Czołem! Sporo kwestii do poruszenia, ciężko będzie zawrzeć wszystko w jednym poście
Jeśli chodzi o "stare" Maracaibo, to do momentu sprawdzenia tytułu na BGA czy na aplikacji, gra była u mnie wysoko. Ale grając w stałym składzie, rzeczywiście, gry były podobne, bez rushowania, więc i karty wchodziły fajnie i tworzyły się kombinacje. Grając online, większość moich partii to było już gonienie, więc karty przestały dawać takiego boosta.

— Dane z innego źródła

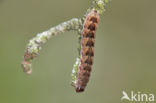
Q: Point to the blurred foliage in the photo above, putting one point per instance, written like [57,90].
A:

Przez co, trzeba było skupiać się na walce i trzech torach frakcji. Przestało mi się to podobać, dlatego w naszym podsumowaniu wspomniałem, że rewizja tego tytułu u mnie miała by chłodniejsze wnioski.
Co do piratów, ta gra jest szybsza w moim odczuciu i jeszcze bardziej można ją "zrushować". Przez co karty wydają mi się jeszcze słabsze. Graliśmy w różnych składach, ostatnio z dodatkiem i u nas akurat, strategia na "skarby" zawsze przeważała.
Szybko streszczając ostatnią partię przed nagraniem:
Dostałem postać, która może wydawać beczki rumu aby mieć zniżki na karty więc w to poszedłem, w okolicach drugiej rundy, nazbierałem sporo kart ze zniżkami (miałem w sumie jakoś 13 monet zniżki) więc resztę gry przeznaczyłem praktycznie na zbieranie kart za darmo i robienie rezydencji. Finalnie punktów miałem sporo (na 4 osoby byłem drugi) ale grę wygrał gracz, który cisnął skarby.
Na pewno w tym co piszą przedmówcy jest sporo prawdy. Ta gra jest bardzo zależna od indywidualnych graczy i ich preferencji, niektórzy będą pędzić, inni "dzióbać" po jednej karcie na przód. Z moich doświadczeń jednak, wynika to o czym mówiłem, przez co miałem takie odczucia. Na szczęście, naszym głównym celem na kanale jest pokazywanie pełnych rozgrywek, oraz tłumaczenie zasad w trakcie. Dzięki temu, widzowie sami widzą, czy gra im siądzie czy też nie. Recenzja jest drugorzędna. Z resztą widać to po komentarzach pod filmami, jak i tutaj.